Что он утоп, мне стало ясно после первых же минут допроса. Его «агентурные данные» не стоили двух копеек; слежка за мной, как оказалось, была, но ничего путного и выслеживать не было; переписка моя, как оказалось, перлюстрировалась вся, но и из нее Добротин ухитрился выкопать только факты, разбивающие его собственную или, вернее, Степушкину теорию. Оставалась одна эта «теория» или, точнее, остов «романа», который я должен был облечь плотью и кровью, закрепить всю эту чепуху своей подписью, и тогда на руках у Добротина оказалось бы настоящее дело, на котором, может быть, можно было бы сделать карьеру и в котором увязло бы около десятка решительно ни в чем неповинных людей.
Если бы вся эта чепуха была сгруппирована хоть сколько-нибудь соответственно с человеческим мышлением, выбраться из нее было бы нелегко.

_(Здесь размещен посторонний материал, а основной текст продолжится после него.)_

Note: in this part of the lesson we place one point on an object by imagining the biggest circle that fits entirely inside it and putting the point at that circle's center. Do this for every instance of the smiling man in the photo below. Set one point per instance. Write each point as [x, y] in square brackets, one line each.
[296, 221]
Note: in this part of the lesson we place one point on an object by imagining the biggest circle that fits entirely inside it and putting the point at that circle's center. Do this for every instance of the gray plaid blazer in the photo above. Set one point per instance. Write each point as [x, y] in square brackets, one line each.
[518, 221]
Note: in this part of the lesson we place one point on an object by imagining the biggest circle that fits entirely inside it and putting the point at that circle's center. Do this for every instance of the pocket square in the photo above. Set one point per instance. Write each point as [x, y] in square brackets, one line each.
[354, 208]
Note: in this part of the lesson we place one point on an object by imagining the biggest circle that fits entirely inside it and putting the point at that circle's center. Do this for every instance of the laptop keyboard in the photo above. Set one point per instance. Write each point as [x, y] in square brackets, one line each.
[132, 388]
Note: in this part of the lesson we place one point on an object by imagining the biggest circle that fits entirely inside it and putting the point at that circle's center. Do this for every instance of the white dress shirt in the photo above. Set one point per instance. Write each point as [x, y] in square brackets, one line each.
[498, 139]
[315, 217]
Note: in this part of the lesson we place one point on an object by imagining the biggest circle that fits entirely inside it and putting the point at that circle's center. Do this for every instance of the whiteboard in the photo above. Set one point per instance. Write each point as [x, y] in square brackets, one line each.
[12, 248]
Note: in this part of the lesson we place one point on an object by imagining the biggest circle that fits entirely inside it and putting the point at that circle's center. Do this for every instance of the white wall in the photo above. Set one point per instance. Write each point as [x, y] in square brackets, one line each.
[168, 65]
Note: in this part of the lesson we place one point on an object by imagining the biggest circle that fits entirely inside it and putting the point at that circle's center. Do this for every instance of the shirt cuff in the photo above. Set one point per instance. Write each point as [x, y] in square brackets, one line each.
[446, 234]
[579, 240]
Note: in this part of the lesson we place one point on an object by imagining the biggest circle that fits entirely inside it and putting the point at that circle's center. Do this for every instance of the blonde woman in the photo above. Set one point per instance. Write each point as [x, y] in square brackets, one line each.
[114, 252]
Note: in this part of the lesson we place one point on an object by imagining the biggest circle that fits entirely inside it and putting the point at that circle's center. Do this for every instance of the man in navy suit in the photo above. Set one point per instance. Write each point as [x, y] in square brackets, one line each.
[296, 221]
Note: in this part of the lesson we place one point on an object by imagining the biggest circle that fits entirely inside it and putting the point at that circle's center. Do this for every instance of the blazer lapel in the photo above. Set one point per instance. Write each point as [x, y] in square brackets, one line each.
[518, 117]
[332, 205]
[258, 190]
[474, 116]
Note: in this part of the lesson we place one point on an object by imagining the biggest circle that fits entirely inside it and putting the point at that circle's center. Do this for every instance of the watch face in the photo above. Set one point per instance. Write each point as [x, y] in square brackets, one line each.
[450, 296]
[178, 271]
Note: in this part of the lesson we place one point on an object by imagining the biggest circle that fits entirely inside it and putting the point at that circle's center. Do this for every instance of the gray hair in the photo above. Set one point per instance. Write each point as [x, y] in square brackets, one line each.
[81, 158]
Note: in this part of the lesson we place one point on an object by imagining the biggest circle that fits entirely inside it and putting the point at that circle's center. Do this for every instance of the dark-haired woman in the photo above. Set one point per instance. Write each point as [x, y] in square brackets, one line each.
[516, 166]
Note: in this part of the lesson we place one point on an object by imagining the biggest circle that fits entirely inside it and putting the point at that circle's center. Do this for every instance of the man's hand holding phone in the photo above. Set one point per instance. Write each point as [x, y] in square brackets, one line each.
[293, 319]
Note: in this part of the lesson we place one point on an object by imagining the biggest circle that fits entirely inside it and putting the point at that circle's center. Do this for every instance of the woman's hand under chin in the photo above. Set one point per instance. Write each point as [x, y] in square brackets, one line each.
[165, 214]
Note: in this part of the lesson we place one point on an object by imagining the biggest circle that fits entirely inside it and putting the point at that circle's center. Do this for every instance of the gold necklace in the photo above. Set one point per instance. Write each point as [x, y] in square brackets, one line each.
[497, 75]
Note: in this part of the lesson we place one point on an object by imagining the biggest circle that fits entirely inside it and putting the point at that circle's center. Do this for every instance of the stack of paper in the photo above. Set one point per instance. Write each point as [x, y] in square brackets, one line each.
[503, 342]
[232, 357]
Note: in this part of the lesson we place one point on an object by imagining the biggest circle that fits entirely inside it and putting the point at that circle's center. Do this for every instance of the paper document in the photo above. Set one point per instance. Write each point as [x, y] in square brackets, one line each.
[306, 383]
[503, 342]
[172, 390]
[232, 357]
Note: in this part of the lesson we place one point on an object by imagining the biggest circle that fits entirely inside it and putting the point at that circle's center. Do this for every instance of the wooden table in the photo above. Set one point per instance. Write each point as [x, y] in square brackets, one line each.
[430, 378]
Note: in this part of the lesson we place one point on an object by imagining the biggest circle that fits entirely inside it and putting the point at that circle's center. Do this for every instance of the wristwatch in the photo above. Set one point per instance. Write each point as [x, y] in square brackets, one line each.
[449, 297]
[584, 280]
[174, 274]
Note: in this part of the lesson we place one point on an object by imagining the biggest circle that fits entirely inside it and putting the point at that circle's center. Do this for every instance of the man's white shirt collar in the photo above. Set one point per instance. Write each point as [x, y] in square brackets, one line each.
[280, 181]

Как-никак знакомства с иностранцами у меня были. Связь с заграницей была. Все это само по себе уже достаточно предосудительно с советской точки зрения, ибо не только заграницу, но и каждого отдельного иностранца советская власть отгораживает китайской стеной от зрелища советской нищеты, а советского жителя — от буржуазных соблазнов.
Я до сих пор не знаю, как именно конструировался остов этого романа. Мне кажется, что Степушкин переполох вступил в социалистическое соревнование с добротинским рвением, и из обоих и в отдельности не слишком хитрых источников получился совсем уж противоестественный ублюдок. В одну нелепую кучу были свалены и Юрины товарищи по футболу, и та английская семья, которая приезжала ко мне в Салтыковку на Week End, и несколько знакомых журналистов, и мои поездки по России, и все, что хотите. Здесь не было никакой ни логической, ни хронологической увязки. Каждая «улика» вопиюще противоречила другой, и ничего не стоило доказать всю полную логическую бессмыслицу всего этого «романа».
Но что было бы, если бы я ее доказал?
В данном виде — это было варево, несъедобное даже для неприхотливого желудка ГПУ. Но если бы я указал Добротину на самые зияющие несообразности, — он устранил бы их, и в коллегию ОГПУ пошел бы обвинительный акт, не лишенный хоть некоторой, самой отдаленной, доли правдоподобия. Этого правдоподобия было бы достаточно для создания нового «дела» и для ареста новых «шпионов»[321].
Новых дел, действительно, заведено не было. Но еще два ареста состоялись — Иосиф Пржиялговский, к тому времени перебравшийся на постоянное жительство в Мурманск, был привезен в Питер и заключен под стражу 12 сентября, а его жена Елена Леонардовна — на следующий день.
Знакомых журналистов, о которых Солоневич говорит в своих воспоминаниях, было трое: Анатолий Яковлевич Канторович (1896–1944), Зиновий Яковлевич Эпштейн (даты рождения и смерти неизвестны) и Евгений Александрович Гнедин (1898–1983).